More articles by Robert Nyman [Editor emeritus]…


12 comments

  1. Omega

    That demo freezes/crashes Firefox to hell and back again. AND All flavors from release to nightly. Chromium is the only browser where this runs correctly.

    January 22nd, 2014 at 06:29

    1. Robert Nyman [Editor]

      It is an experimental demo, so there might be cases where it doesn’t work (for me on my current machine, it works in Mac OS X and latest official Firefox, version 26). Can you please list your OS and general specs, so we can see if we can find what might be the issue?

      January 22nd, 2014 at 07:12

      1. Omega

        Intel Core i5 3570k
        8GB DDR3
        AMD Radeon R280X/7970 3GB GDDR5
        25Mbps connection

        Freezes were apparent every time the demo loaded. Each attempt resulted in a slightly different error. At one point the demo told me that the extension was invalid. The first 5 times I tried there was a very long freeze. Almost 2 minutes.

        The 6th time It finally worked. But only after about a 45 second freeze.

        Demos are nice and all. But you can’t convince people to take advantage of it if its a poor show. Unless its on Chromium, then it works without issue. IE11 complains about a shader error so its a no show there.

        January 22nd, 2014 at 22:20

        1. Luke

          Interesting. If other 3d graphics applications don’t have problems on your PC, I would file a bug on Bugzilla.

          The newer dual-gpu systems (such as your machine with an i5 and an AMD Radeon) might not have the greatest drivers yet for this? I did notice for a split second there were black underscores _ _ on the screen on mine.

          January 22nd, 2014 at 22:28

          1. Robert Nyman [Editor]

            As Luke mentioned, there could be many factors here. Thanks for sharing the specs, I’ll notify the developers behind this.

            January 23rd, 2014 at 01:04

        2. Sijie Tian

          Could you try to run this test

          https://www.khronos.org/registry/webgl/sdk/tests/conformance/extensions/webgl-depth-texture.html

          to see if the depth texture extension is work or not. Thanks for your sharing.

          January 23rd, 2014 at 06:10

          1. Omega

            Latest Nightly has a series of passes.

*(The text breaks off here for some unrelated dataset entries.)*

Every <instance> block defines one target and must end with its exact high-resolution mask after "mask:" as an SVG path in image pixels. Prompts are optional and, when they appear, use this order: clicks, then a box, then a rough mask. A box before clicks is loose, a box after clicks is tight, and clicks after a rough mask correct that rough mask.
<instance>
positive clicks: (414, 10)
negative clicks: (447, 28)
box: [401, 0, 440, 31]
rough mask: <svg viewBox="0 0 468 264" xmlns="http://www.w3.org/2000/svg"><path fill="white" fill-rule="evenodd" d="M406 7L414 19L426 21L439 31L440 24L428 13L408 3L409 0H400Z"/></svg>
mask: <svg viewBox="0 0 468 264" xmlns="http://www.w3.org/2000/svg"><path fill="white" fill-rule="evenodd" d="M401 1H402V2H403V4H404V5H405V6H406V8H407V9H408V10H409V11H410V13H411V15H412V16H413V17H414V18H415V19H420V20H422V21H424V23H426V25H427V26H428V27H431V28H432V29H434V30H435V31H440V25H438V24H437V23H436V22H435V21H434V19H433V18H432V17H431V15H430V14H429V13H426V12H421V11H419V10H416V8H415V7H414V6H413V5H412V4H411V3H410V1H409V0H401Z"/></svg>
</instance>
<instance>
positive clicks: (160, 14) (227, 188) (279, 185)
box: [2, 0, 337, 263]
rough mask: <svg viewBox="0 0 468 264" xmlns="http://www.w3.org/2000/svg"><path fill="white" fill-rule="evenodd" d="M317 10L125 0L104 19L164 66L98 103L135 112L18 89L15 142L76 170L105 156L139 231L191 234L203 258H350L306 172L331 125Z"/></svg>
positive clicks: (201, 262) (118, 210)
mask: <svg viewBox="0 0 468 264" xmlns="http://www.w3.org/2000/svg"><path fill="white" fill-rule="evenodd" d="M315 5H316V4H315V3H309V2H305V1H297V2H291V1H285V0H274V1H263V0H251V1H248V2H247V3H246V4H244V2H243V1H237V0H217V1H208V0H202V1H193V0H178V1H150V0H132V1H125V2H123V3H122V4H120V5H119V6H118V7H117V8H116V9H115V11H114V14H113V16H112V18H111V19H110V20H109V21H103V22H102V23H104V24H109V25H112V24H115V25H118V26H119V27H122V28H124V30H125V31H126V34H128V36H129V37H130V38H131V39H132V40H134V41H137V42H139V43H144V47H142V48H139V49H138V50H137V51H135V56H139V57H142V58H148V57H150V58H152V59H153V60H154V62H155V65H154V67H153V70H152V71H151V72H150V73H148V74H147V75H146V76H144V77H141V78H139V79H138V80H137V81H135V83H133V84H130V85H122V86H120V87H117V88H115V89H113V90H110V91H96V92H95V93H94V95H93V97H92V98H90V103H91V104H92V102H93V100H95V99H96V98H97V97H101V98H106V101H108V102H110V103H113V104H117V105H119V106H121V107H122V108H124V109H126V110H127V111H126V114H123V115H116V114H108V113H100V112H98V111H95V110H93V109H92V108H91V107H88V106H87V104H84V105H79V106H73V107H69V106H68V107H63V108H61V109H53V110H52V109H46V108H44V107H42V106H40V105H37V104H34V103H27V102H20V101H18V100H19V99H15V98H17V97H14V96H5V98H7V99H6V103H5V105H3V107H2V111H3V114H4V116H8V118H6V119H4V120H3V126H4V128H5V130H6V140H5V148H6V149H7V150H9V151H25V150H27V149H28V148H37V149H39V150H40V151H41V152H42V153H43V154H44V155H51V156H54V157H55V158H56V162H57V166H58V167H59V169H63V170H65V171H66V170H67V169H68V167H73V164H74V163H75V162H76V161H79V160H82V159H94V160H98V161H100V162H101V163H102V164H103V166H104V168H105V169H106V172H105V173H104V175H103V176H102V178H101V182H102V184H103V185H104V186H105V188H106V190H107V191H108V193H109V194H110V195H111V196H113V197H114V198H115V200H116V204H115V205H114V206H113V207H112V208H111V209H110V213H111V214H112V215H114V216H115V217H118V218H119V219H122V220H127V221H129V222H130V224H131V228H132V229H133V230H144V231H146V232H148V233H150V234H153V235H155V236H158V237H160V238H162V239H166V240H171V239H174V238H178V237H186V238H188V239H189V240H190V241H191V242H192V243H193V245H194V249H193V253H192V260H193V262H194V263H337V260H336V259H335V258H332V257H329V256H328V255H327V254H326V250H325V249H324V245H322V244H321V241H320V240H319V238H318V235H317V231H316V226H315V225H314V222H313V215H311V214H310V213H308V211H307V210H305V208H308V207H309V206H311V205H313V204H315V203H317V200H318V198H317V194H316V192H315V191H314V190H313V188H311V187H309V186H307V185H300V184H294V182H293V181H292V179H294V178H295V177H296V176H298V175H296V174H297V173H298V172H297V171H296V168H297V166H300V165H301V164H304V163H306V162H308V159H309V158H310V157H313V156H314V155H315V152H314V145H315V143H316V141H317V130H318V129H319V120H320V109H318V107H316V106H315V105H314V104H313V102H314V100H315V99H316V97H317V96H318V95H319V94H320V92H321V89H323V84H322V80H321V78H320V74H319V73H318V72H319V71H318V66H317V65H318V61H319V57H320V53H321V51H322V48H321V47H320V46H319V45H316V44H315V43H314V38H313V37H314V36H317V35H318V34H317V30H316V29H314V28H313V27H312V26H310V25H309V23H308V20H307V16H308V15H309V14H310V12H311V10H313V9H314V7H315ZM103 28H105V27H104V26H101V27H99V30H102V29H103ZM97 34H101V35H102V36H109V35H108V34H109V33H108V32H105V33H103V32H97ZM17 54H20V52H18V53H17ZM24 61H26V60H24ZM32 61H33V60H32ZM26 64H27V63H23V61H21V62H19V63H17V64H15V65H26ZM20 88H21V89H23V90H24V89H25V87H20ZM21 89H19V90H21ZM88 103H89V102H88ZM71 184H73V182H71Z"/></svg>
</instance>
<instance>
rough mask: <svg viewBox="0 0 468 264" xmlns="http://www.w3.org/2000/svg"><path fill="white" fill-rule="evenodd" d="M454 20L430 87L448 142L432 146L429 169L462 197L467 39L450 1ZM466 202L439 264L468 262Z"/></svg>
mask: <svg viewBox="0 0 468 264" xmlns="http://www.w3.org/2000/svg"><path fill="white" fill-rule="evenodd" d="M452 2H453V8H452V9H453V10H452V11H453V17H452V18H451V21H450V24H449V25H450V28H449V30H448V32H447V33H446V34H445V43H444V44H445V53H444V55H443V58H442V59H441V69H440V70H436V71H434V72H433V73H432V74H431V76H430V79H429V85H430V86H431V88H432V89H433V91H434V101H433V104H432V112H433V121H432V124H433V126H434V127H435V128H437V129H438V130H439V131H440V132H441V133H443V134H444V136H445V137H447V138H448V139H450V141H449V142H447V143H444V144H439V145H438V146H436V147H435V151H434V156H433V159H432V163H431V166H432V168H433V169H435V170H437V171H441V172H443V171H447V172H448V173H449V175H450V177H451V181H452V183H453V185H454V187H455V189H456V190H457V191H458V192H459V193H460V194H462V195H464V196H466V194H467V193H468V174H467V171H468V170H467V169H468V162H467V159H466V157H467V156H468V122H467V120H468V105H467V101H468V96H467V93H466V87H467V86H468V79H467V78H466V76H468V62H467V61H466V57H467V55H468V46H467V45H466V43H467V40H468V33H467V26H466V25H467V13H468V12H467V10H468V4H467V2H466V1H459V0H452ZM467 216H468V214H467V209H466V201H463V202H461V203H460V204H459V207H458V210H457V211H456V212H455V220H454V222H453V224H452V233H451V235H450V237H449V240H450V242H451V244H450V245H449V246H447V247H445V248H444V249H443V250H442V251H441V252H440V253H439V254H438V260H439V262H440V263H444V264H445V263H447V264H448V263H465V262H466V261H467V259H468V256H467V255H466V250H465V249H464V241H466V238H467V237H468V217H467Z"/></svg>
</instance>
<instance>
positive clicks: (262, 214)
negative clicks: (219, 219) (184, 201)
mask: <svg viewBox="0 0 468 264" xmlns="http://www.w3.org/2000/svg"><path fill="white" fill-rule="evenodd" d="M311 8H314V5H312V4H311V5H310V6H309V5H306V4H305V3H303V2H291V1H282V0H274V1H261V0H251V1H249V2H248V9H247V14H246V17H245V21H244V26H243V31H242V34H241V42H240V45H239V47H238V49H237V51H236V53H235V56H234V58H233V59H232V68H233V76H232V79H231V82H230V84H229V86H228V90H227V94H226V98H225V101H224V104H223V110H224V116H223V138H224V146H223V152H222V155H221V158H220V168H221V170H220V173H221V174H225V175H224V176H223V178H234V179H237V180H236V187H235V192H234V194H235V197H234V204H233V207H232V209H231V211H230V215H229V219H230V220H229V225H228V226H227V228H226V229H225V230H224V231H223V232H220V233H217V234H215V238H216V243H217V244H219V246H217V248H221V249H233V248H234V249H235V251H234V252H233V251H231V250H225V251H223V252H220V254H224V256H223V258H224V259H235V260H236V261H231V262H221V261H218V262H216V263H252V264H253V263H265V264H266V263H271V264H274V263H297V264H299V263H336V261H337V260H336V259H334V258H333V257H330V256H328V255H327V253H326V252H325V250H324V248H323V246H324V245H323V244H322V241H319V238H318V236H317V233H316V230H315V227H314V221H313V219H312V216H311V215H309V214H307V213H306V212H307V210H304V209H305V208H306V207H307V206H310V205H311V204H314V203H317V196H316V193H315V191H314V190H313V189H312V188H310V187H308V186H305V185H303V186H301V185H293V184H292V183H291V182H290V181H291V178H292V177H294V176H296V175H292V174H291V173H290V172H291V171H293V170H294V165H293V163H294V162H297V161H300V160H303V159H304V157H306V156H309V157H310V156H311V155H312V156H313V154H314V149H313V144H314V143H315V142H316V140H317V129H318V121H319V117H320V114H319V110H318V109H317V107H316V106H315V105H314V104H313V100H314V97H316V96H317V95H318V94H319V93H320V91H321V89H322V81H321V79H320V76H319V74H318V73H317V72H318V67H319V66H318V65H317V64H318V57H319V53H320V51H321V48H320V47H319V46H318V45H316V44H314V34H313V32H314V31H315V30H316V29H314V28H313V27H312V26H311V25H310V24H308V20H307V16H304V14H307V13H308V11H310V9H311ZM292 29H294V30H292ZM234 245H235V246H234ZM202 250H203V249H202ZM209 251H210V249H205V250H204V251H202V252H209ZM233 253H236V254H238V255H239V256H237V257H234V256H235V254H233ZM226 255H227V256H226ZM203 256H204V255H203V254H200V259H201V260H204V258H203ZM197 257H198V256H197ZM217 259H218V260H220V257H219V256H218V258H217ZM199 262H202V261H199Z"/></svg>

            Fx26.0 says PASS but:
            PASS WEBGL_depth_texture not listed as supported and getExtension failed — this is legal

            This is also the same message on IE11.

            Chromium based browsers give a similar set of messages as Nightly.

            January 24th, 2014 at 06:55

    2. Luke

      Do you mean http://sijietian.com/WebGL/deferredshading/index.html ?

      It works great for me, although it makes Firefox use almost 1GB memory.

      It is annoying how it selects everything and doesn’t let you un-select, resulting in odd-looking highlight over everything.

      January 22nd, 2014 at 19:47

  2. mg

    Sorry to be that guy, but just a quick note on performance-measurements: You want to use ms rather than fps(hz) for an accurate depiction of your data. See e.g.
    http://www.humus.name/index.php?ID=279
    http://www.opengl.org/wiki/Performance#FPS_vs._Frame_Time

    January 22nd, 2014 at 07:34

    1. Sijie Tian

      That’s very helpful. Thanks for letting us know.

      January 22nd, 2014 at 08:10

  3. Judy

    Very cool, we love seeing more webgl examples for deferred shading. You guys inspired us to post about what we’re doing — http://floored.com/blog/2014/webgl-deferred-shading-gbuffer-floating-point-texture.html

    February 5th, 2014 at 11:27

    1. Robert Nyman [Editor]

      Thanks for sharing!

      February 6th, 2014 at 01:40

Comments are closed for this article.